Use Team Building Initiatives for Team Development
Team building initiatives can help foster team development within your organization. It’s common knowledge that people learn faster by doing than by hearing, but teams also become much more productive when they are having fun as well. So why should work be any different? Here are some ways to use active participation in your meeting, activities, or just day-to-day workload to build teamwork and make learning more memorable. Below are a few tips to help use team building initiatives for team development.
Team Building Initiatives for Team Development
- Learn faster with active engagement. When you sit in a workshop and hear a lecture about trust and communication, it seems to make sense but you’re not getting an opportunity to apply that learning. It’s like learning to play tennis. You can watch a video and read a book, but only when you put the racket in your hand and get out on the court do you really know what you’ve learned. The same is true for team skills like effective communication. Clients often say they want to improve communication. What does that mean? How will you know when it’s improved? If I walked into your office on Monday morning and you were communicating better, what would that look and sound like? Team building initiatives gives participants the practice and the clarity they need.

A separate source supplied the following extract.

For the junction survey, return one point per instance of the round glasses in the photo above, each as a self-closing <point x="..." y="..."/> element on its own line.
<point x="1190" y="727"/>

- Produce greater results by interacting. People often learn faster and produce more when they are interacting with others. Think about running a 5k marathon with a group of people versus running the same distance by yourself. What might be challenging by yourself tends to be a lot more fun when you are surrounded by a group of people working toward the same goal. People feed off the energy and enthusiasm of all the other participants. Once your team experiences that dynamic, it naturally spills over into the workplace.
- Acting together stretches creativity. There’s an old Japanese Proverb “None of us are as smart as all of us”. Bringing people together with professionally instructed team initiatives helps participants see challenges in a different light and overcome problems by interacting. We provided our Build-A-Bike workshop for a client in New York last month where participants started seeing their small group as separate from the whole team, simulating the “silo effect”. Our team initiatives are designed to make sure the teams have to interact with each other, and thus breaking down those silos. This enhanced their team development back at the office when they were able to dissolve silos and share ideas there as well.
Team Initiatives Help Your Team WOrk Faster and More Efficiently
In today’s economy everybody has to learn to do more with less. Using team initiatives helps your group learn to work together faster and produce greater results, all while having fun!